As fontes não
são nada filosóficas: séries de comédia.
Em uma delas,
a personagem diz: "eu não esperava nada, não tinha ilusões. Mas isso não
significa que ele não pudesse ter o mínimo de educação, de cortesia."
Em outra, a
personagem adverte: "você não pode dizer aos outros o que eles tem que sentir.
Simplesmente não pode".
Trata-se de
duas frases bastante simbólicas. Bastante reveladoras, eu diria. Em certa
dimensão, senhas para uma realidade que enxergo cada vez com mais nitidez,
talvez porque o tempo passe; talvez, ironicamente, porque não passe.
A falta de
educação beira os limites da hecatombe. É incrível como grassa, como se insinua
na prática cotidiana de maneira tal que parece irreversível. Se está assim
entre pessoas que se conhecem, que guardam relação próxima, como não estará
entre estranhos? Uma pergunta retórica, claro, mas de resposta patente à mais
superficial das observações.

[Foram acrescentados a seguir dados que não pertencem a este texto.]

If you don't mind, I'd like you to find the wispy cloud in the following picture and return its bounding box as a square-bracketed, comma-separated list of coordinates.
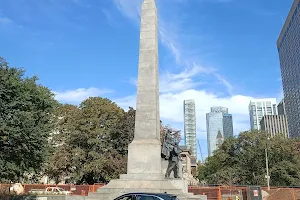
[101, 9, 117, 26]
[0, 17, 14, 26]
[53, 87, 113, 104]
[114, 0, 233, 94]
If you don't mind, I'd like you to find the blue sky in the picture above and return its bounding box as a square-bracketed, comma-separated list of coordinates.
[0, 0, 292, 159]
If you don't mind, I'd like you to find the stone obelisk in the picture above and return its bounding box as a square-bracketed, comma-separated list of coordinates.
[127, 0, 161, 178]
[87, 0, 206, 200]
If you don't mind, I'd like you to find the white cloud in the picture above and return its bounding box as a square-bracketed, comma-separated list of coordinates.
[53, 87, 112, 104]
[114, 0, 233, 94]
[0, 17, 14, 26]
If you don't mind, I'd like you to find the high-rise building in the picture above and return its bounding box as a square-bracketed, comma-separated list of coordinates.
[260, 115, 289, 138]
[277, 99, 286, 115]
[277, 0, 300, 138]
[206, 107, 233, 156]
[223, 113, 233, 138]
[249, 98, 277, 130]
[183, 99, 197, 158]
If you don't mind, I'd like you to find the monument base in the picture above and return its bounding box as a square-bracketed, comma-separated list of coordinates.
[86, 174, 207, 200]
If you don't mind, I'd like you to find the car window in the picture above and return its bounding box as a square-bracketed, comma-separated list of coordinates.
[117, 195, 134, 200]
[137, 195, 160, 200]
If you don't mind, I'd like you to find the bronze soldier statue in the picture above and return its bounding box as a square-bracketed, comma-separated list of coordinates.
[162, 131, 182, 178]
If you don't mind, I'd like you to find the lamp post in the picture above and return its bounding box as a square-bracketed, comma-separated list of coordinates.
[265, 137, 270, 191]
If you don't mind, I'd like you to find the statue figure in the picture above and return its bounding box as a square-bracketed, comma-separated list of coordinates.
[162, 130, 182, 178]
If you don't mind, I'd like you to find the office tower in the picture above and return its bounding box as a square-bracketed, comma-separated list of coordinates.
[277, 99, 286, 115]
[206, 107, 233, 156]
[223, 113, 233, 138]
[249, 98, 277, 130]
[260, 115, 289, 138]
[277, 0, 300, 138]
[183, 99, 197, 158]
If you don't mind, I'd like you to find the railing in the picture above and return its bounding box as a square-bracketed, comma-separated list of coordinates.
[188, 186, 300, 200]
[0, 184, 104, 196]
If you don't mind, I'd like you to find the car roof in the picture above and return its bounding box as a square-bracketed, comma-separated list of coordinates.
[124, 192, 176, 198]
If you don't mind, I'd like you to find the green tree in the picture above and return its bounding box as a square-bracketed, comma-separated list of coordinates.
[198, 131, 300, 186]
[0, 58, 57, 181]
[47, 97, 135, 184]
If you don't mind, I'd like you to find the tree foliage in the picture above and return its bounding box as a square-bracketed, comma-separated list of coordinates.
[47, 97, 135, 184]
[198, 131, 300, 186]
[0, 58, 57, 181]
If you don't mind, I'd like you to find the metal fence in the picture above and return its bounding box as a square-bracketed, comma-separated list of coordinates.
[0, 184, 104, 196]
[188, 186, 300, 200]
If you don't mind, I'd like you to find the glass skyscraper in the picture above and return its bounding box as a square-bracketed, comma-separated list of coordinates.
[183, 99, 197, 158]
[206, 107, 233, 156]
[249, 98, 277, 130]
[277, 0, 300, 138]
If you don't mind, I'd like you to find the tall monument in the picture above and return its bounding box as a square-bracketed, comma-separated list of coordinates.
[127, 0, 161, 177]
[87, 0, 206, 200]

Basta pôr um pé fora de casa. Basta acessar esta
rede.
Os
imperativos, igualmente, difundem-se à velocidade da luz. Já não se quer mais
determinar o que você tem que pensar, o que pode ou não dizer. Pretende-se
reinar no domínio do sentimento. O inalienável direito ao inconformismo dá
lugar a uma patrulha incessante de supostos deveres. Sacrifica-se a variedade,
a diferença, os matizes, tudo em nome de discursos que, em vez de alavancar,
atravancam o verdadeiro progresso. Choca a profunda tendência à homogeneidade.
Espanta a compulsão por posições políticas rígidas, pautadas em slogans, não em
ideias; em marketing, não em reflexão; em reprodução, não em elaboração
autônoma. É assim na imprensa, assim nas universidades, nos movimentos sociais,
nos partidos. Rarefeito o ar dos que se arriscam a questionar, ainda que
modestamente, este maniqueísmo em voga. À primeira trombeta, ficam sozinhos na poeira dos prófugos,
apontados e marcados por aqueles que se entrincheiram. Não servem, não valem.

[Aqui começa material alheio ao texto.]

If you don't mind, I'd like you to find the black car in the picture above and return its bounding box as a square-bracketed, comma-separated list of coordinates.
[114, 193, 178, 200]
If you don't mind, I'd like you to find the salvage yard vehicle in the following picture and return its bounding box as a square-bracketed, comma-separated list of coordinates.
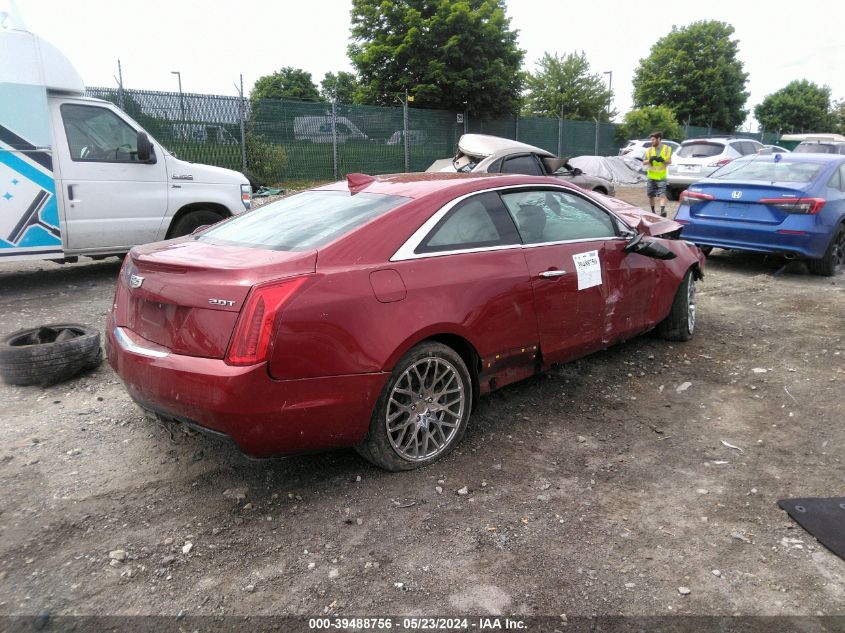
[666, 136, 763, 200]
[106, 174, 705, 470]
[675, 152, 845, 276]
[0, 16, 251, 262]
[426, 134, 616, 196]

Infelizmente, sentem. Soberanamente sentem, amam, sofrem.
Se vamos falar
de mídia, sejamos imparciais. Qual órgão é, verdadeiramente, independente?
Qual deles não se sustenta pelo dinheiro das propagandas de algum governo,
sobretudo o federal? Qual deles não se pauta pela agenda partidária? Qual deles
não fala aquilo que seu público deseja ouvir? Em última instância, qual deles
não faz o necessário para manter seus ganhos, às vezes sua sobrevivência? Neste
outubro de 2014, não identifico nenhum. Nenhum. Sei disso porque o ouvi da boca
de um importante âncora da televisão, mas nem precisaria. A exceção, se existe,
não tem ressonância. Ou seja, não é uma revista, um jornal, um canal. É a imprensa. Venal talvez, mas razoavelmente abrangente na soma dos repertórios, o que já é alguma coisa.
Se vamos falar
de visão crítica, sejamos críticos dela própria. Na sala de aula, todos os
alunos pontuam a importância da análise crítica, da observação crítica, da
postura crítica perante documentos, interpretações, teorias e afins. Temos que
ser críticos. Temos que. E a crítica vai para o espaço no "temos
que", prisioneira de mais este clichê, o qual, aberta a porta da sala,
grande parte parece esquecer, parece voltar aos gritos de guerra, à catarse das
torcidas uniformizadas, aos olhos arregalados e desconexos palavrões diante da
lente da câmera.
Por que estou
dizendo isso, não sei precisar. Quando se é vítima de atitudes mesquinhas,
quando se é confrontado com a dimensão de sua absoluta falta de importância
perante aqueles por quem se tem sentimento, seja de amizade, consideração,
admiração ou um pouco de cada, muita coisa vem à tona. O olhar fica mais aguçado, a
pele fica mais sensível para as pequenas verdades particulares que, por
conveniência ou paz de alma, mantem-se em latência. Uso as palavras porque
neutras a quem não se interessa. Uso este espaço porque não alcanço o sideral.
E assim é por
ora, sem ilusões, sem intenções, com sinceridade.